2017 veröffentlichte das ATLAS-Experiment am CERN die erste Messung der W-Boson-Masse des LHC, die einen Wert von 80.370 MeV mit einer Unsicherheit von 19 MeV ergab. Diese Messung war damals das genaueste Ergebnis eines einzelnen Experiments und stimmte mit der Vorhersage des Standardmodells und allen anderen experimentellen Ergebnissen überein. Im vergangenen Jahr veröffentlichte die CDF-Kollaboration am Fermilab eine noch präzisere Messung der W-Boson-Masse und analysierte den vollständigen Datensatz des Tevatron-Colliders. Mit einem Wert von 80.434 MeV und einer Unsicherheit von 9 MeV wich es signifikant von der Standardmodellvorhersage und von den anderen experimentellen Ergebnissen ab.

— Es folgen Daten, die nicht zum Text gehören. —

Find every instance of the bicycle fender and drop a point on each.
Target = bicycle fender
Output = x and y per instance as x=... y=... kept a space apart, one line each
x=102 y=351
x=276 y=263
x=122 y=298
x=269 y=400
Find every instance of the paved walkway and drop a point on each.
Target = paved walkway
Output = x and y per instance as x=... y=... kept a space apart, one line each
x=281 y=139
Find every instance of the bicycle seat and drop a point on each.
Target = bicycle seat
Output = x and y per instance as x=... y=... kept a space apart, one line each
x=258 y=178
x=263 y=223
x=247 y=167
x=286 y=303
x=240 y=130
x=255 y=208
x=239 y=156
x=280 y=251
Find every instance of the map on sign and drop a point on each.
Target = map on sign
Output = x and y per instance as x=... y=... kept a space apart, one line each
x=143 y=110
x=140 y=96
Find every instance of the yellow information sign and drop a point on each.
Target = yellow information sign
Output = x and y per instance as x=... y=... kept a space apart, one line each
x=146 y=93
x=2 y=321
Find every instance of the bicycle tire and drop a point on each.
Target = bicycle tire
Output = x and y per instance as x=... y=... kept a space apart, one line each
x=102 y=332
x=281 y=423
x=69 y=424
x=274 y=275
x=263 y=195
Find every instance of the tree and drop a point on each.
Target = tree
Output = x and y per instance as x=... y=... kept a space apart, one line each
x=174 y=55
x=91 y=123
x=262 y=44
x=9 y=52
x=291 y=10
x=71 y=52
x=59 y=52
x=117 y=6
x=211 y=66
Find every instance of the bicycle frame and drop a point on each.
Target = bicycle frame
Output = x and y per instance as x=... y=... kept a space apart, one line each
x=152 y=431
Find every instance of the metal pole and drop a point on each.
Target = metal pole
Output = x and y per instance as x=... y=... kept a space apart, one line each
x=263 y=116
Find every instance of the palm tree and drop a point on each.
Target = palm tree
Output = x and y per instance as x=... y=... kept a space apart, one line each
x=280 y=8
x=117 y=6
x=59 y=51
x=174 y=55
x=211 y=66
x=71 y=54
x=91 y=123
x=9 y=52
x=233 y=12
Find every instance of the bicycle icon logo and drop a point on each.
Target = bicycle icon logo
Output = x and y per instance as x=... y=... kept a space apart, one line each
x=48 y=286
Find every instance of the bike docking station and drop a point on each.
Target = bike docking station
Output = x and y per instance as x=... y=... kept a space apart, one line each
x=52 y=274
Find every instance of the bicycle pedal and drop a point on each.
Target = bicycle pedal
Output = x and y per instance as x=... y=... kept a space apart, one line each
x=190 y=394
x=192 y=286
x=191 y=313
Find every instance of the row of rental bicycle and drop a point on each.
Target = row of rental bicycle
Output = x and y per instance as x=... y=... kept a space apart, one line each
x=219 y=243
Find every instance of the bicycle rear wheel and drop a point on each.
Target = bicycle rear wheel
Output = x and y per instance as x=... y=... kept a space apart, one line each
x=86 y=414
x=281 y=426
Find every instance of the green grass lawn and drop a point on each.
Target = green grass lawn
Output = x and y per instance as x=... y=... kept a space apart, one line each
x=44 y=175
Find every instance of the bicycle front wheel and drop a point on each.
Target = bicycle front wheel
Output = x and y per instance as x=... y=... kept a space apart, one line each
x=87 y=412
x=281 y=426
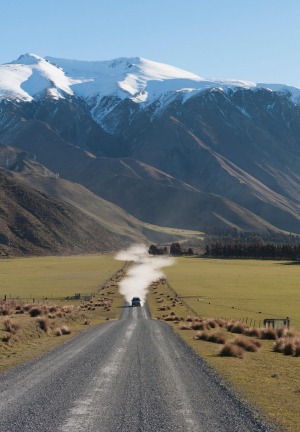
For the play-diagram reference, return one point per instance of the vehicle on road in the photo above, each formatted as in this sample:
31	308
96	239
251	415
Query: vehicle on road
136	301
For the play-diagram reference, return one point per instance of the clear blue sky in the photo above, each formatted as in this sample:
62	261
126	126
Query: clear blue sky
256	40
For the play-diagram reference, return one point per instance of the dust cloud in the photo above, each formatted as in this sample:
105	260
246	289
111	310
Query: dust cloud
146	270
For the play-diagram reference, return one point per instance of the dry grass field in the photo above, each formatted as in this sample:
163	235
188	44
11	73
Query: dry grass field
54	277
239	289
268	380
28	329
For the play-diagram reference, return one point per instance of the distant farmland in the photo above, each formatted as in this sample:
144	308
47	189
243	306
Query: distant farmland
238	289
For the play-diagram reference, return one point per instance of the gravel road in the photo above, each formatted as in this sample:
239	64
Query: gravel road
132	375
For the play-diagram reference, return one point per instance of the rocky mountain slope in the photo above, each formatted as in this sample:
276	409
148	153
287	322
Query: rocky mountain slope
169	147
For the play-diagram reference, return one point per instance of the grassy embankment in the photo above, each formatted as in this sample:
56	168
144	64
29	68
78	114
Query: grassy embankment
235	289
49	281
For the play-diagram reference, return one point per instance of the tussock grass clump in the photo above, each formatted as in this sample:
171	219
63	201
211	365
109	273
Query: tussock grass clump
231	350
268	334
43	324
65	330
199	326
236	327
252	332
202	335
216	337
297	349
185	327
6	338
246	343
288	345
36	311
10	326
58	331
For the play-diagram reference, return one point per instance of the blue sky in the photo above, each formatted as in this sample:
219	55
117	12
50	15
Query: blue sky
256	40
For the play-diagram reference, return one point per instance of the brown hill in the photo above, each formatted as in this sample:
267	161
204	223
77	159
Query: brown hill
32	223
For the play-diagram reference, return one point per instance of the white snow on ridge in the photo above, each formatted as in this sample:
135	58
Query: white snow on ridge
30	76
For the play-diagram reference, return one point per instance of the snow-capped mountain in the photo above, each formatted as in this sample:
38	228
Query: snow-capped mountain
228	150
141	80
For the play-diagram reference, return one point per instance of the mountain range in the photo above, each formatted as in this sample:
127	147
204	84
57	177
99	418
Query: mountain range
137	145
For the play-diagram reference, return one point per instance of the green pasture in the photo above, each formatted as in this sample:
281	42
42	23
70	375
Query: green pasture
238	289
55	277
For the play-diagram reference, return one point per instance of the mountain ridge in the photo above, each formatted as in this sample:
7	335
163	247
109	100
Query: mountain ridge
168	147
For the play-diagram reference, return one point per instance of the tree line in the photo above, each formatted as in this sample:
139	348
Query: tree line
175	250
260	251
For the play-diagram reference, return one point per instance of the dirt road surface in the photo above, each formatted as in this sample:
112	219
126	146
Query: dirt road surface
131	375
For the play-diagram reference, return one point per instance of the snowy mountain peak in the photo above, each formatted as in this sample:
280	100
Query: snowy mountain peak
28	59
143	81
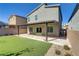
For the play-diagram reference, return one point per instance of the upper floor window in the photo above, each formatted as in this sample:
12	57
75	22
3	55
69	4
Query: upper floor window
39	30
28	18
0	26
50	29
36	17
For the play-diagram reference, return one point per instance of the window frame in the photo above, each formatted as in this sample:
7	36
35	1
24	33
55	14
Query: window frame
50	29
38	29
36	17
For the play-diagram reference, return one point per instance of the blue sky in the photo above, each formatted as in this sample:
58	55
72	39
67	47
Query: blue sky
7	9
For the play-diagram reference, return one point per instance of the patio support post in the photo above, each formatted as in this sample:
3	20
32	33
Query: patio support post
46	31
18	29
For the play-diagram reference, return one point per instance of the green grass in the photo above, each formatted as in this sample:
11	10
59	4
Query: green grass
12	45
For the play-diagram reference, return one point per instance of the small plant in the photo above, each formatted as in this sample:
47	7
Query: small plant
58	52
66	47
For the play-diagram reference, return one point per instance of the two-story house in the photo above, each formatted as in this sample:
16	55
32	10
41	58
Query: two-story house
17	24
73	30
45	20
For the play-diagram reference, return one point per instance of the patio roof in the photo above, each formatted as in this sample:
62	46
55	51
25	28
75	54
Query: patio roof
43	22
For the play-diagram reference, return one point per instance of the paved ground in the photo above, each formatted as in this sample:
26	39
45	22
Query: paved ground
54	40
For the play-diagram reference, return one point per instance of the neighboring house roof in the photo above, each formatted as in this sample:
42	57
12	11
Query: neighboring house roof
74	12
54	5
47	6
17	16
2	23
53	21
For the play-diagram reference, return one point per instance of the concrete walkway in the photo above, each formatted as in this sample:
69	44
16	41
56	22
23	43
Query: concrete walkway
53	40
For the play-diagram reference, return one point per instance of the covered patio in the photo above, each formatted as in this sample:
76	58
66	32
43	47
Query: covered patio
56	40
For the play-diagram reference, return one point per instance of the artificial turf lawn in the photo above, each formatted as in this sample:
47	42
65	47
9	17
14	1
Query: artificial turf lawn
17	46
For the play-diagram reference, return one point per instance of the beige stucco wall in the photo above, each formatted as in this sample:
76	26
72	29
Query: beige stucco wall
44	14
12	20
21	21
15	20
3	31
73	38
43	26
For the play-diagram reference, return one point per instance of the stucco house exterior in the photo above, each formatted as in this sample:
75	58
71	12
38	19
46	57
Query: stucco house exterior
17	24
3	28
73	30
45	20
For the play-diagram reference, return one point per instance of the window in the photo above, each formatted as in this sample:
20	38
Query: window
39	30
28	18
23	27
36	17
50	29
31	29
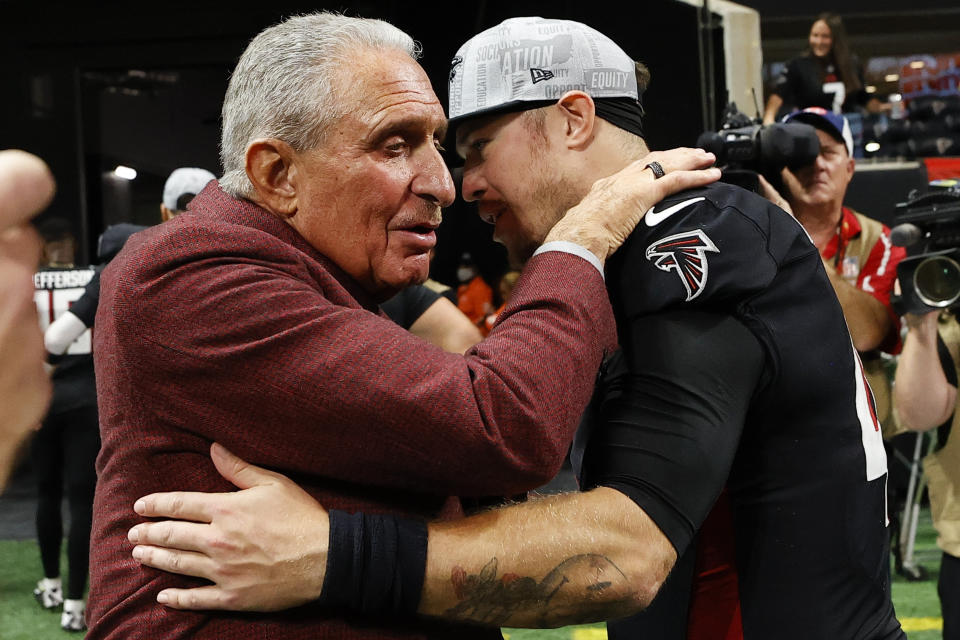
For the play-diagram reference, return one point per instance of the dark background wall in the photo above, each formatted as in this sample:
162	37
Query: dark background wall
89	86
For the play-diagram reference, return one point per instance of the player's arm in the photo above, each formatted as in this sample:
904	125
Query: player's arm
444	325
923	396
664	451
867	318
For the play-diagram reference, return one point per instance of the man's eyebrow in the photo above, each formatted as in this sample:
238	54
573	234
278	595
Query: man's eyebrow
408	123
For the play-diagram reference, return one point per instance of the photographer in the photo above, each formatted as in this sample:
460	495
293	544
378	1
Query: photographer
856	250
925	395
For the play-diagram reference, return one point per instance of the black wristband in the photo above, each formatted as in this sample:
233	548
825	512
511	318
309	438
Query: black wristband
375	563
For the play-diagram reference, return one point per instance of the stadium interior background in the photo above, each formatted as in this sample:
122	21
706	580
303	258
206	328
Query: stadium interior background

In einem neuen vorläufigen Ergebnis, das für die elektroschwache Moriond-Konferenz veröffentlicht wurde, berichtet die ATLAS-Kollaboration über eine verbesserte Neuanalyse ihrer ursprünglichen W-Boson-Massenmessung. ATLAS findet, dass mW 80.360 MeV beträgt, mit einer Unsicherheit von nur 16 MeV. Der gemessene Wert ist 10 MeV niedriger als das bisherige ATLAS-Ergebnis und stimmt mit dem Standardmodell überein.
Für diese neue Analyse haben die ATLAS-Physikerinnen und Physiker ihre im Jahr 2011 gesammelten Daten bei einer Schwerpunktsenergie von 7 TeV (entsprechend 4,6 fb-1, die auch in der vorherigen Messung von ATLAS verwendet wurden) erneut überprüft. Die Forscherinnen und Forscher wandten verbesserte statistische Methoden und Verfeinerungen bei der Behandlung der Daten an, wodurch sie die Unsicherheit ihrer Massenmessung um etwa 15 % reduzieren konnten.
Philipp König, Mitglied des Physikalischen Instituts und einer der Hauptanalysatoren dieser Messung, erklärt: „Wir haben uns auf Kollisionsereignisse konzentriert, bei denen das W-Boson in ein Elektron oder ein Myon und ein entsprechendes Neutrino zerfällt. Die Masse des W-Bosons wurde dann bestimmt, indem die kinematischen Verteilungen der zerfallenen Leptonen in der Simulation an die Daten angepasst wurden. Der Hauptunterschied zwischen der 2017er und der neuen Messung liegt in der Methode, die zur Durchführung dieser Anpassungen verwendet wird. Während die bisherige Messung die verfügbaren Daten ausschließlich zur Bestimmung der W-Boson-Masse verwendet und nachträglich systematische Unsicherheiten hinzugefügt hat, bezieht die neue Messung gleichzeitig die systematischen Unsicherheiten mit der W-Boson-Masse zusammen ein. Diese Verbesserung reduzierte mehrere systematische Unsicherheiten, insbesondere solche im Zusammenhang mit der theoretischen Modellierung der W-Boson-Produktion und des Zerfalls.“
Entscheidend für die Messung waren die Parton-Verteilungsfunktionen (PDFs) des Protons, die die relativen Impulse seiner Quark- und Gluon-Bestandteile modellieren. PDFs enthalten eine Vielzahl von Daten aus verschiedenen Teilchenphysik-Experimenten. Seit der letzten Messung wurden diese Sätze verfeinert, indem mehr Daten aufgenommen wurden. Die neue ATLAS-Messung bewertete die Abhängigkeit der gemessenen W-Boson-Masse von PDFs-Sets unter Berücksichtigung neuerer Versionen davon.
Zukünftige Messungen der W-Boson-Masse werden von anderen LHC-Experimenten sowie weiteren Studien von ATLAS unter Verwendung von Datenproben erwartet, die unter verschiedenen Pile-Up-Bedingungen und bei verschiedenen Schwerpunktsenergien aufgenommen wurden. Diese werden unabhängige Auswertungen der bisher erzielten Versuchsergebnisse liefern.